Columna Ciencia y Tecnología

“Si quieres ser Matusalén, vigila tu colesterol”

Tal y como dice él Perro Andaluz sin domesticar Joaquín Sabina - “Si quieres ser Matusalén, vigila tu colesterol”. El colesterol comenzó a tener gran relevancia a partir de los años 50’s del siglo pasado, debido a su relación con patologías cardíacas y arteriales. En la actualidad el médico le solicita al laboratorio clínico una “química sanguínea y entre los varios componentes que se analizan se encuentra el colesterol. Aunque la creencia general es que el colesterol se consume en los alimentos, y por ello, es que se tiene cuidado ingerir alimentos libres de este compuesto de la familia de los “esteroles”. Pero en la dieta solo se alcanzan a consumir no más de medio gramo de colesterol, mientras que el hígado produce diariamente más de un gramo y medio.

El colesterol se encuentra en la sangre unido a las llamadas “Lipoproteínas Plasmáticas”, las cuales se encargan de regularlo y transportarlo desde el hígado hasta el resto del cuerpo. Son dos tipos de estas proteínas; HDL y LDL, Lipoproteínas de alta y baja densidad y que son comúnmente llamadas colesterol bueno y malo a estar unidas con él. Así mismo, su distribución alrededor del cuerpo permite su disponibilidad en las células para ser usado como componente en la construcción de la membrana de celular o usado para producir la vitamina D, corticoesteroides, hormonas sexuales, entre otros. Finalmente, se transporta de la célula al hígado para ser eliminado como parte de los ácidos y sales biliares.

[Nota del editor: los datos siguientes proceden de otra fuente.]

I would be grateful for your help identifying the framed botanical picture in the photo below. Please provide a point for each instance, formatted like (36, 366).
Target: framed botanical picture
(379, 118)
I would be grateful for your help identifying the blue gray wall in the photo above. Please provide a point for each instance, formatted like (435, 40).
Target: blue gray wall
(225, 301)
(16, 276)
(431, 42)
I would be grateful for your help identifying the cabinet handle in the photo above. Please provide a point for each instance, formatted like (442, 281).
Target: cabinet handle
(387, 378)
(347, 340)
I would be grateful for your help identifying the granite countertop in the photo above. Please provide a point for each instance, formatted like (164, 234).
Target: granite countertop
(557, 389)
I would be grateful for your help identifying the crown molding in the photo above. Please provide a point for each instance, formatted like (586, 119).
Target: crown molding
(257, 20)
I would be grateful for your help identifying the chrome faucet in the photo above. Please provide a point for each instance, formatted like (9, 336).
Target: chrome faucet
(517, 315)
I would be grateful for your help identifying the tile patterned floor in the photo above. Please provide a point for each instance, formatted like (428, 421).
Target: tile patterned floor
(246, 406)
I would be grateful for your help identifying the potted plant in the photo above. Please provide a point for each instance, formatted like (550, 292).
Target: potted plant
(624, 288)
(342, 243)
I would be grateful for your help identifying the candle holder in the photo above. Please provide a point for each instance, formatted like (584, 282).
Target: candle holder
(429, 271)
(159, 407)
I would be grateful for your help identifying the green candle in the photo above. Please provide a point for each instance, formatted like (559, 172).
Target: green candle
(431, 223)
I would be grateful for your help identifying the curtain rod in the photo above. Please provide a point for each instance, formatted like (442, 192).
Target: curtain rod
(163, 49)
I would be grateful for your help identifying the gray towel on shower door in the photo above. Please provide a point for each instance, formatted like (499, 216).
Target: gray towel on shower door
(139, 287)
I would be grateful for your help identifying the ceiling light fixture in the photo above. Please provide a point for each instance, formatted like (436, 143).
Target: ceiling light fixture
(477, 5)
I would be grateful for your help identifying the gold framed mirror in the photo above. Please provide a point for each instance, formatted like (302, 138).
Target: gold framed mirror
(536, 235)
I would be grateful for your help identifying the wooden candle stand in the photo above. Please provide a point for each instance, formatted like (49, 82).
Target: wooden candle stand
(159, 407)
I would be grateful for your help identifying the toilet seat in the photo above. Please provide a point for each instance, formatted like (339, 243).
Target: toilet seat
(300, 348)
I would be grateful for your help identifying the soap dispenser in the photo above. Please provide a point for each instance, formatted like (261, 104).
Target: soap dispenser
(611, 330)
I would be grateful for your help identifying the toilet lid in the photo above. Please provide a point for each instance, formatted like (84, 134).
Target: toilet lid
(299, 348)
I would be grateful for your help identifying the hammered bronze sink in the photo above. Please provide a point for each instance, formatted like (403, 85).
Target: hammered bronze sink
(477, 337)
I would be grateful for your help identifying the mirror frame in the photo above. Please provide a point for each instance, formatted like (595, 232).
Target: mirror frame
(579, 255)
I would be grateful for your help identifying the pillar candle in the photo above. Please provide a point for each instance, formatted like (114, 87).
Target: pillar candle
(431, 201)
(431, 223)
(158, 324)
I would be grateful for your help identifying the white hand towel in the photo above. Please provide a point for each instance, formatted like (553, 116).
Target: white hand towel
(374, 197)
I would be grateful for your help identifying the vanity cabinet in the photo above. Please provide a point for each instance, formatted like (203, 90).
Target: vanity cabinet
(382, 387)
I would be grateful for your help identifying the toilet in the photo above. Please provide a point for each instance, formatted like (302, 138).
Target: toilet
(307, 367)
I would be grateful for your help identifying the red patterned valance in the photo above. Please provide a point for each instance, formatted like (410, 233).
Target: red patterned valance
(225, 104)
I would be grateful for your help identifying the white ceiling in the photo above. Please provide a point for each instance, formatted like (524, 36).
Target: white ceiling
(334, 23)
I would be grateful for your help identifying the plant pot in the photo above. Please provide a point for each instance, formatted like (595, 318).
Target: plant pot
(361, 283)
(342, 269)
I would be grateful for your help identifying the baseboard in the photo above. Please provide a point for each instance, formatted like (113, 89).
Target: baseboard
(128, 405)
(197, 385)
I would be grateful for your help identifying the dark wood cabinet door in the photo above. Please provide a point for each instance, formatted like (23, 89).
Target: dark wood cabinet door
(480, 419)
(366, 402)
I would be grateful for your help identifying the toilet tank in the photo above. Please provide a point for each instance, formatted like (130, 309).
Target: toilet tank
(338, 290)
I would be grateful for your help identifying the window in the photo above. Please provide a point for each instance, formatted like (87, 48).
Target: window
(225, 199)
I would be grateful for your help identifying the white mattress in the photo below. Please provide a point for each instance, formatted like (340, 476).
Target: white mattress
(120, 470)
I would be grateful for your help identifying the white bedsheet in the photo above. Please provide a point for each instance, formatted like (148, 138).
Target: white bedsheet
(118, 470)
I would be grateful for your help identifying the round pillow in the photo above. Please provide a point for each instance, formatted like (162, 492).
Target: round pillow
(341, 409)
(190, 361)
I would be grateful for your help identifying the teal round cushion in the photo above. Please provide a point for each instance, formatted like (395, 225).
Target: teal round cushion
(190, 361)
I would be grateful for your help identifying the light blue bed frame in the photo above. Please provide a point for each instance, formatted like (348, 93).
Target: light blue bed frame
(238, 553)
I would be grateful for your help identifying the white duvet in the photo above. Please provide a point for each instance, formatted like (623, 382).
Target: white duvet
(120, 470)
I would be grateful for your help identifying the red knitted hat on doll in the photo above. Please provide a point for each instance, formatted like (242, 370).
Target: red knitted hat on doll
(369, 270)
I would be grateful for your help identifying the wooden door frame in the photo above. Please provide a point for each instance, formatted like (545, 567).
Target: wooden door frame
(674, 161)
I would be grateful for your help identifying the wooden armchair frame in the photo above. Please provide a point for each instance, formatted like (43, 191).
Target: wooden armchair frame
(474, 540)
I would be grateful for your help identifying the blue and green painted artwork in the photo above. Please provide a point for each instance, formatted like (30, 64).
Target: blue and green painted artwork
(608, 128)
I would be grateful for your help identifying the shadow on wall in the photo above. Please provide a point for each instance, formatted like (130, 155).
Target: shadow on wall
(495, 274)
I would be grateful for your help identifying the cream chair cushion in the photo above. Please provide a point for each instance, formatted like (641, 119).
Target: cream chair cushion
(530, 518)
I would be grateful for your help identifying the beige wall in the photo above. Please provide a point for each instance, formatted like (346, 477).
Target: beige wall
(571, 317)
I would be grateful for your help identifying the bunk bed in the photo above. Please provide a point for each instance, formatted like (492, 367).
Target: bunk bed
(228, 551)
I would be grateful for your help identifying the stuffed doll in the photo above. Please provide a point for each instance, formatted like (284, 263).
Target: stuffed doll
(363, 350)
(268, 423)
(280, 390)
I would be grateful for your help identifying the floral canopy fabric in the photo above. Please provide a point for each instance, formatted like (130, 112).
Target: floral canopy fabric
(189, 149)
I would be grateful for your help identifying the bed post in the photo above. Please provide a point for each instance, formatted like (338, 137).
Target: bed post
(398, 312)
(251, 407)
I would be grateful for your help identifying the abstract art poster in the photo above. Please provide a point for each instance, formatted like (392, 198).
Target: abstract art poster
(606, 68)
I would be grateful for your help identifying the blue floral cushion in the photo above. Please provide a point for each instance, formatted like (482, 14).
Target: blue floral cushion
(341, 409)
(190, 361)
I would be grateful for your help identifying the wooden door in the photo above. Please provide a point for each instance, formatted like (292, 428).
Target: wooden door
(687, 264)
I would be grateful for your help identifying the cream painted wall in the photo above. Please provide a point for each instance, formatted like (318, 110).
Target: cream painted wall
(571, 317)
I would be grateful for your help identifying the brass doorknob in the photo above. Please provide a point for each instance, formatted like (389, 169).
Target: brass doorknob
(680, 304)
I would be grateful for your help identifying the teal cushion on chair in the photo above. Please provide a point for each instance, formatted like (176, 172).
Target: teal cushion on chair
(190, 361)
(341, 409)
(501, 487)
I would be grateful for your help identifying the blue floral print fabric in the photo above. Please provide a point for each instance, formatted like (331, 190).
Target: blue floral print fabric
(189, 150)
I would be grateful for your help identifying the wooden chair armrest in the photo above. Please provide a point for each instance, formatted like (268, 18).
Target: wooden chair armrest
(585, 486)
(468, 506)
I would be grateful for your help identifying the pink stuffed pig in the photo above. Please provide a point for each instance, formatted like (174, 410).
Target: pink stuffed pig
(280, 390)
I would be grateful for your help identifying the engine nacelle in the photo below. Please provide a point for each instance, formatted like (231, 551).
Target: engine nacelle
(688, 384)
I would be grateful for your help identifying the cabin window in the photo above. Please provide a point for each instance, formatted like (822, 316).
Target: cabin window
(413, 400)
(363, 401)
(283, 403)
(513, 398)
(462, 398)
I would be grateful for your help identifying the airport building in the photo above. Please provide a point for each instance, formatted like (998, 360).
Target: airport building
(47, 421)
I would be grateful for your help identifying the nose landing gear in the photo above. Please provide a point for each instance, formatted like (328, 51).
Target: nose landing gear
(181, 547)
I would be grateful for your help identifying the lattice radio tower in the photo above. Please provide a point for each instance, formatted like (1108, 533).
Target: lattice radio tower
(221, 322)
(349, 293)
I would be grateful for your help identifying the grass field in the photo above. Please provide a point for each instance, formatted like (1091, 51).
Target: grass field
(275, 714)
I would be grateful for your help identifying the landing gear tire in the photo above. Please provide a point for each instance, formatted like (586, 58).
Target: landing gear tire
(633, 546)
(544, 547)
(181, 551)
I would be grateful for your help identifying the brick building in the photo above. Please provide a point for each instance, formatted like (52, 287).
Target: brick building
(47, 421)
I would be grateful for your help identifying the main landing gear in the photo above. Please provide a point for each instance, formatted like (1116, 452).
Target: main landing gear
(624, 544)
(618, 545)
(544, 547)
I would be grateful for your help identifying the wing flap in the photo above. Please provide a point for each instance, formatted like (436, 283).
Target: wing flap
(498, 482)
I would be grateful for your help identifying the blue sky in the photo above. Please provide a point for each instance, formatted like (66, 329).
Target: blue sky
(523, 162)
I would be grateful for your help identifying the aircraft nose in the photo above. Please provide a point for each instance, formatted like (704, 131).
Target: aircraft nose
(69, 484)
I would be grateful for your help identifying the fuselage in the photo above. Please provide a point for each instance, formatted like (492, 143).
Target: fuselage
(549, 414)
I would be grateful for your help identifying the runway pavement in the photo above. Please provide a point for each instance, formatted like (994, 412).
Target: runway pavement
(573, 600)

Para saber su cantidad en el cuerpo, los químicos del laboratorio clínico toman una muestra de sangre del paciente. En la sangre se encuentran todos los compuestos que son transportados atreves del organismo. Siendo posible analizar su cantidad usando diferentes técnicas, que se fundamentan en diferentes propiedades, siendo los fotocolorimétricos los más comunes, económicos, confiables, y que son usados en la mayoría de los laboratorios de clínicos. En estas técnicas se aprovechan dos propiedades de los compuestos químicos llamados enzimas; que reaccionan únicamente con el colesterol y al hacerlo se genera un color de manera que su intensidad depende de la cantidad de colesterol.

La muestra de sangre se agrega en un tubo o una tira reactiva con un cojinete, que contiene la enzima y un compuesto indicador que cambia de color encontrarse la enzima y el colesterol. El líquido o la tira reactiva es introducido a un equipo lector, llamado espectrofotómetro que interpreta la intensidad de color como una señal asociada a la cantidad de colesterol en la sangre.

Aunque los métodos colorimétricos son los más utilizados en los laboratorios de casi todo el mundo; debido a la sencillez de procedimiento y la exactitud de los resultados, hay otras formas de cuantificar el colesterol en la sangre. Los cuales pueden ser más exactos, precisos, económico o costosos, pero su elección depende del estudio o muestra por analizar como medicamentos o alimentos y que sea más convenientes su uso.

Estas técnicas aprovechan otras propiedades como cambios de masa (peso) o propiedades eléctricas, tales como los biosensores electroquímico que han sido muy aplicados comercialmente en la actualidad, para el desarrollo de dispositivos de medición portátiles para glucosa y que son gran utilidad para el control diario de pacientes de diabetes. Sin embargo, han sido poco empleadas en otras áreas del análisis clínico aun cuando su precio y facilidad de uso son superiores a otros métodos. Así mismo, otras técnicas como las cromatográficas permiten el análisis de concentraciones muy bajas pero su costo es elevado.

Así que conocer el contenido de este compuesto en el organismo junto con otros resultados, le permite al médico determinar posibles enfermedades asociadas a la disminución de los valores normales tales como; desnutrición, hepatitis, hipertiroidismo, anemia, entre otras. Así como el incremento de sus valores que son indicativos de hiperlipoproteinemia, cáncer de páncreas, hipotiroidismo o síndrome nefrótico, por mencionar algunos. Además de los problemas cardiacos y arteriales ya asociados.